7th session: Public Lecture: Embodied Materialities / Matérialités incarnées


  • “Menstrala: Gender, Art, and Blood” by Jennifer O’Connor
  • “‘Where am I now?’ Embodied Relational Process inP. Megan Andrews’ Disorientation Project” by Angela Joosse
  • “Becoming M/other: Materialities in Ali Abbasi’s 2018 film Border” by Monique Tschofen

Mardi 4 mai, 2021, à midi (HNE)
Tuesday, May 4, 2021, 12:00 EST

Online / en ligne:

Menstrala: Gender, Art, and Blood

Jennifer O’Connor

How has menstruation been understood, categorized, and pathologized? In what ways has this affected the construction of “woman”? Can feminists interpret these ideas through art in a way that challenges or provokes? That creates a feminist conception of the body? These are the questions that interest me. By examining the work of five contemporary Canadian artists in relation to Ranciere’s writing on dissensus—with interventions from Lacan (objet a), Kristeva (the abject), and others—I will critique menstrual art across media and illustrate how this work may inform social and political thought.
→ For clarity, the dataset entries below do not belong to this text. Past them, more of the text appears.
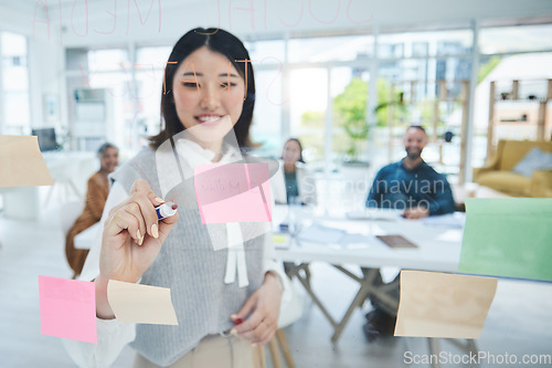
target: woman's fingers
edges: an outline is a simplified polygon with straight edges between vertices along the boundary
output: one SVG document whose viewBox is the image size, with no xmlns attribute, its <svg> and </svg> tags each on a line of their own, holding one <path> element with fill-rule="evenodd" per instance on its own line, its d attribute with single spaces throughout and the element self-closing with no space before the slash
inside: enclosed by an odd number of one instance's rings
<svg viewBox="0 0 552 368">
<path fill-rule="evenodd" d="M 128 207 L 131 207 L 131 204 Z M 142 236 L 139 236 L 140 221 L 134 213 L 128 211 L 128 207 L 123 207 L 112 214 L 112 217 L 107 220 L 104 234 L 108 236 L 116 236 L 121 231 L 127 230 L 130 238 L 132 238 L 136 243 L 140 244 L 141 240 L 144 240 Z"/>
<path fill-rule="evenodd" d="M 169 235 L 169 232 L 171 231 L 172 227 L 178 221 L 178 212 L 174 213 L 174 215 L 164 218 L 163 220 L 159 221 L 159 241 L 162 243 Z"/>
<path fill-rule="evenodd" d="M 130 197 L 130 201 L 138 204 L 138 213 L 136 214 L 140 215 L 144 219 L 145 232 L 142 233 L 142 235 L 147 232 L 148 234 L 150 234 L 150 236 L 153 236 L 156 239 L 159 238 L 159 220 L 157 218 L 156 209 L 153 208 L 153 204 L 151 203 L 149 198 L 144 193 L 134 193 Z"/>
</svg>

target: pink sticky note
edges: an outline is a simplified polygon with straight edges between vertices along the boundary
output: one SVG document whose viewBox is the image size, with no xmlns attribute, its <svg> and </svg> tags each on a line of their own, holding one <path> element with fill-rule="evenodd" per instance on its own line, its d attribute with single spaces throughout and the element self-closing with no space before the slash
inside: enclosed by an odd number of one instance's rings
<svg viewBox="0 0 552 368">
<path fill-rule="evenodd" d="M 272 221 L 267 164 L 201 165 L 194 185 L 202 223 Z"/>
<path fill-rule="evenodd" d="M 39 276 L 43 335 L 97 343 L 94 283 Z"/>
</svg>

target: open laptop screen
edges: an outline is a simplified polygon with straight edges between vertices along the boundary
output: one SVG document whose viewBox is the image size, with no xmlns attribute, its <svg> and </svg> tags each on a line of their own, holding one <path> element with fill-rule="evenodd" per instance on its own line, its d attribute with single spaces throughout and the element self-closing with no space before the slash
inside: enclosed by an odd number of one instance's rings
<svg viewBox="0 0 552 368">
<path fill-rule="evenodd" d="M 41 151 L 57 149 L 54 128 L 32 129 L 32 135 L 39 137 L 39 147 Z"/>
</svg>

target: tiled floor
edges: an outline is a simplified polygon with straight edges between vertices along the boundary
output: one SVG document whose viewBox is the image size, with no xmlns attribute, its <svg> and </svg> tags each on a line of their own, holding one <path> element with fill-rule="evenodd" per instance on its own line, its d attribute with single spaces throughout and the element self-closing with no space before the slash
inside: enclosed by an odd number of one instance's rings
<svg viewBox="0 0 552 368">
<path fill-rule="evenodd" d="M 64 240 L 55 209 L 39 222 L 7 220 L 0 214 L 0 367 L 74 367 L 59 338 L 41 335 L 38 275 L 71 277 L 64 260 Z M 355 293 L 355 284 L 325 264 L 314 264 L 312 285 L 338 317 Z M 368 344 L 362 335 L 363 313 L 357 311 L 338 345 L 331 328 L 307 299 L 302 317 L 286 328 L 297 367 L 364 368 L 405 367 L 405 353 L 427 354 L 424 338 L 389 338 Z M 500 280 L 481 338 L 481 351 L 492 355 L 552 355 L 552 284 Z M 460 354 L 444 341 L 443 351 Z M 406 353 L 408 354 L 408 353 Z M 134 353 L 124 350 L 115 367 L 130 367 Z M 268 359 L 269 360 L 269 359 Z M 412 364 L 413 367 L 427 365 Z M 457 367 L 459 365 L 444 365 Z M 467 365 L 468 367 L 469 365 Z M 489 365 L 482 367 L 552 367 Z"/>
</svg>

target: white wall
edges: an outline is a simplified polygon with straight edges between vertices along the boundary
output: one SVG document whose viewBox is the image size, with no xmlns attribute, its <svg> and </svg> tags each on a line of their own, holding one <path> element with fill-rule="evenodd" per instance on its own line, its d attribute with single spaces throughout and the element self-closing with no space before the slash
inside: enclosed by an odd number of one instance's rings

“Where am I now?” Embodied Relational Process in P. Megan Andrews’ Disorientation Project

Angela Joosse

Through the Disorientation Project, dance artist P. Megan Andrews commits to entering experiences of embodied disorientation, lingering there to the point where one can begin to notice the impulses towards reorientation, order, and normalcy that commonly remain concealed. Working at the levels of perception and gesture, Andrews is tackling invisible structures that continue to hold things like colonialism, racism, patriarchy, and heteronormativity in place. By turning to her body and consciously entering experiences of disorientation, she is cultivating more restorative relations with self, objects, others, and environment. This paper reflects on the integral role of relational process in the Disorientation Project, particularly from my own perspective as a collaborative witness.

Becoming M/other: Materialities in Ali Abbasi’s 2018 film Border

Monique Tschofen

Iranian-Swedish filmmaker Ali Abbasi’s 2018 fairy tale/fantasy-indebted film Border offers a politico-philosophical study of the body as medium and intermedium. Telling the story of a border agent Tina, whose extraordinary sense of smell has been put to use in ferry terminals sniffing out fear, anxiety, and lies told by people whose deceits range from smuggling alcohol to child snuff pornography, the film presents her wilding—a radical, jubilant, erotic repossession of the body. I bring object-oriented and phenomenological feminism to illuminate the film’s treatment of the sense of touch, that sense which Arisotle says is shared among all living beings, to tease out the broader political implications of the film’s study of twinned gestures of approach and retreat, penetration and withdrawal, immersion and expulsion.